River retrouve la finale de la Libertadores

le
0
River retrouve la finale de la Libertadores
River retrouve la finale de la Libertadores

Dix-neuf ans après, River Plate se qualifie pour la finale de la Copa Libertadores. Les hommes de Marcelo Gallardo ont éliminé Guaraní, grâce à l'avantage acquis au match aller. Le but de Lucas Alario a offert la qualification à un River pourtant malmené en seconde mi-temps.

Guarani 1 - River Plate 1

Buts : Fernández (61ème) pour Guarani // Alario (79ème) pour River Plate

"Il est temps de gagner la troisième Copa Libertadores". Les mots appartiennent à Matiías Almeyda. L'homme sait de quoi il parle. Il a gagné la dernière Libertadores de River en Plate en 1996. Sur le bord de la pelouse du stade Defensores del Chaco d'Asunción, Marcelo Gallardo, son ancien partenaire et son désormais classique costard au logo du club, a bien préparé son coup. Malgré l'ouverture du score à l'heure de jeu de Guaraní, les contres de River, estampille du style de jeu proné par l'ancien joueur du Paris Saint-Germain, offrent la qualification à l'équipe de Buenos Aires. Dix-neuf ans après, River Plate retrouve la finale de la plus prestigieuse des compétitions du continent sud-américain.

Kranevitter, le métronome


Pour cette rencontre, Marcelo Gallardo a sorti le tout aussi conventionnel "doble cinco" argentin, c'est à dire deux milieux défensifs à l'ancienne. Contrairement au match aller, Lucho González occupe ce poste au coté du jeune Kranevitter.
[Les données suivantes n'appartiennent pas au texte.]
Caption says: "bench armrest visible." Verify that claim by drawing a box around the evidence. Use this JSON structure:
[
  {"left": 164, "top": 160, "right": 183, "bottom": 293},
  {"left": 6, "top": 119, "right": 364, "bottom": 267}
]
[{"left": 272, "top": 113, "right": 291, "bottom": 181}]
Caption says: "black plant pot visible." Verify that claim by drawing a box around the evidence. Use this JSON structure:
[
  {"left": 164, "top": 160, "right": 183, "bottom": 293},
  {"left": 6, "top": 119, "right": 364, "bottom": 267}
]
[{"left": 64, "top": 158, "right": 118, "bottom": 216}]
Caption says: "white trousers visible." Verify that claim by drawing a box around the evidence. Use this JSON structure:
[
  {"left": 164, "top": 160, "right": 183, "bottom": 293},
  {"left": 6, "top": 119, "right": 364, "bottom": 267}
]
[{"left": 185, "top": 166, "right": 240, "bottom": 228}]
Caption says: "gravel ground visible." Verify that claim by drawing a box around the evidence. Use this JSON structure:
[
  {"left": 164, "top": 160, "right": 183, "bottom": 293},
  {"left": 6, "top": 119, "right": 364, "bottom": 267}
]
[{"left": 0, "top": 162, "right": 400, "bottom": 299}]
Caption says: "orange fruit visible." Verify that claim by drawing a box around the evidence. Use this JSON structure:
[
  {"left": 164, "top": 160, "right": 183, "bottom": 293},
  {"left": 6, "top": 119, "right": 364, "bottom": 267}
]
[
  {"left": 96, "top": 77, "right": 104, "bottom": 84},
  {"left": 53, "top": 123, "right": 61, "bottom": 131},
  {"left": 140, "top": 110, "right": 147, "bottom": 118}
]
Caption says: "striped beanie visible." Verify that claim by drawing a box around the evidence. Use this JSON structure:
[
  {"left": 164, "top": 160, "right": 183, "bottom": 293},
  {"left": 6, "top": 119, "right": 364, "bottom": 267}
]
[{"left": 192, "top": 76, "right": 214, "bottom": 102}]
Coté paraguayen, Fernando Fernández fête son titre de la pire coiffure de l'année avec une titularisation. Les dix premières minutes sont tendues et les chandelles pleuvent. Dans les tribunes, les supporters de River Plate semblent avoir déjà gagné leur bataille. Pourtant, ce sont bien les joueurs paraguayens qui mettent la pression lors des quinze premières minutes. Vangioni, le spécialiste des tacles assassins, commet ce qui ressemblerait à un penalty évident sur les terrains de football de l'autre coté de l'Atlantique. Mais l'arbitre de la rencontre pardonne l'arrière gauche argentin. Discret au match aller, l'ancien toulousain Federico Santander met rapidement en danger la défense des "Millonarios".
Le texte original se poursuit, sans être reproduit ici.